Making TLC Faster – LAD (Least Allocated Data) Replacement LRU TLB replacement evicts 1.88 cache lines per eTLB replacement on average (2.58 for Region C). LAD reduces number of cache line evictions to 0.74 cache lines per eTLB replacement (1.11 for Region C). However, both the eTLB and the cache miss ratio increase. The eTLB miss ratio increases because LRU handles temporal locality much better than LAD. The cache miss ratio on the other hand increases because LAD evicts pages that are about to be filled (i.e., the page is empty the first time it is used)

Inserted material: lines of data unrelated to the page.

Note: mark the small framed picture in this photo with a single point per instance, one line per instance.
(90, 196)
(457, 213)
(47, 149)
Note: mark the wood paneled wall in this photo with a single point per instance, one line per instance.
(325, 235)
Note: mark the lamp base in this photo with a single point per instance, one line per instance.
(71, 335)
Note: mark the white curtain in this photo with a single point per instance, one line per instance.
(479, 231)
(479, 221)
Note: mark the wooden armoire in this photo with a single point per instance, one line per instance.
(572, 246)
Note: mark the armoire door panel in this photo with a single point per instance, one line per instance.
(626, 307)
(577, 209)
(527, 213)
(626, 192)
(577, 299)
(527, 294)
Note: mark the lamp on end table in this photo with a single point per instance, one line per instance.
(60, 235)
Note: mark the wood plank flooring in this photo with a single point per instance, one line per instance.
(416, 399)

Making TLC Faster – LAD (Least Allocated Data) Replacement LAD+LRU: LAD is only applied to the n least recently used pages. That is, the page with least allocated data (LAD) of the n least recently used (LRU) pages is selected for replacement. This makes sure that newly loaded pages that are filling up with data stay in the cache (LRU), and that we minimize cache line evictions by evicting pages with the least data (LAD).

Cache Effectiveness – Micro-Pages Even with LAD+LRU, the miss ratio for TLC is still 0.45 percentage points higher on average and 1.5 percentage points higher for the worst simulation points. One of the reason for this is due to the discrepancy in number of entries in the eTLB and the cache (8× more cache entries than eTLB entries). Since every cache line must have an entry in the eTLB, the eTLB can become a bottleneck for applications with large data sets and sparse access patterns. Instead of naively adding more entries to the eTLB, micro-pages (i.e., pages smaller than 4 kB) are used to minimize the eTLB size more entries are added. A micro page contains fewer cache lines and therefore needs less cache line location information. For example, a 512-entry eTLB with 512 B pages needs 1/3 as many bits as a 512-entry eTLB with 4 kB pages

Summary Various other optimizations such as Macro-page preloading, eTLB & cache communications, higher associativity are done to achieve performance as close as VIPT. The simulation results show that the TLC design is: Fast enough to support clock frequencies beyond 4 GHz Can achieve the same performance (miss ratio and CPI) as a traditional VIPT cache, and Uses 78% less dynamic runtime energy than a VIPT cache.